ASSISTANT > Great job! Here are a few things you could include to wrap up your article:

  1. A summary of the key points covered in the article: This will help readers to quickly understand what they can expect to learn from your article.

  2. A conclusion: You could use this section to summarize the main takeaways from your article and emphasize the importance of using OpenAI’s API from PHP.

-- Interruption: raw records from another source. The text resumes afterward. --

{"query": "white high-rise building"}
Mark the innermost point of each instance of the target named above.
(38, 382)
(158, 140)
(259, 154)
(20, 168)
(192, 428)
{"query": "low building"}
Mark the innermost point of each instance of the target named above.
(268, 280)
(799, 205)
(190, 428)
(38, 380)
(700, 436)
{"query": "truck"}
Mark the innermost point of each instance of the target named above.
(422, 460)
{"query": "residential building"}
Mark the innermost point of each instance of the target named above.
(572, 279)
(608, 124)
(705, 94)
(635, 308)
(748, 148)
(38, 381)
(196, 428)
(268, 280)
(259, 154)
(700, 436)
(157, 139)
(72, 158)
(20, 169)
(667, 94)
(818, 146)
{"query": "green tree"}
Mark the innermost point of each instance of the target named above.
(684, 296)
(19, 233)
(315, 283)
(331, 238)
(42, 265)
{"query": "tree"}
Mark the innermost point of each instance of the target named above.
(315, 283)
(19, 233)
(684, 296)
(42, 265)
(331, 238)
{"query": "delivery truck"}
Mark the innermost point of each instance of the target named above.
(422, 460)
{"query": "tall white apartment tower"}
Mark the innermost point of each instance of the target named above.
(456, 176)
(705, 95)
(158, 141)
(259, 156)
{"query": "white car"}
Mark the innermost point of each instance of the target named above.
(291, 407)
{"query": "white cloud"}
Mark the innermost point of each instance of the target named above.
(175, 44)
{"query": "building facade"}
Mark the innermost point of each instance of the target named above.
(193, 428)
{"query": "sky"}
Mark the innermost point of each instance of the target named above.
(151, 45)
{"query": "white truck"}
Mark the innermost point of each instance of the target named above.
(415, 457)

  3. Next steps: Consider providing some guidance on where readers can go next to continue learning about OpenAI’s API or related topics. For example, you could suggest checking out OpenAI’s documentation for more information or exploring other programming languages that can be used with the API.

  4. Code samples: You could include a few code samples to illustrate how to use the API from PHP. This will help readers to better understand the concepts covered in your article.

  5. Acknowledgements: If you used any resources or received help from anyone while writing your article, be sure to acknowledge them in this section.

Overall, the goal of your conclusion should be to leave readers feeling informed and empowered to start using OpenAI’s API from PHP in their own projects.

USER > Thanks. I will use your reply in my article with attribution.

ASSISTANT > You’re welcome! It’s great to hear that my suggestions were helpful. And thank you for attributing my input in your article - I appreciate it! Let me know if there’s anything else I can do to assist you.

Conclusion

To take a couple of the AI’s cues, then: you can find more information about the API at the OpenAI documentation site. The Open AI PHP SDK documentation is also worth checking out.

You can find source code for all my recent articles on GitHub. The code for this article is in the 012-gpt-chatbot directory.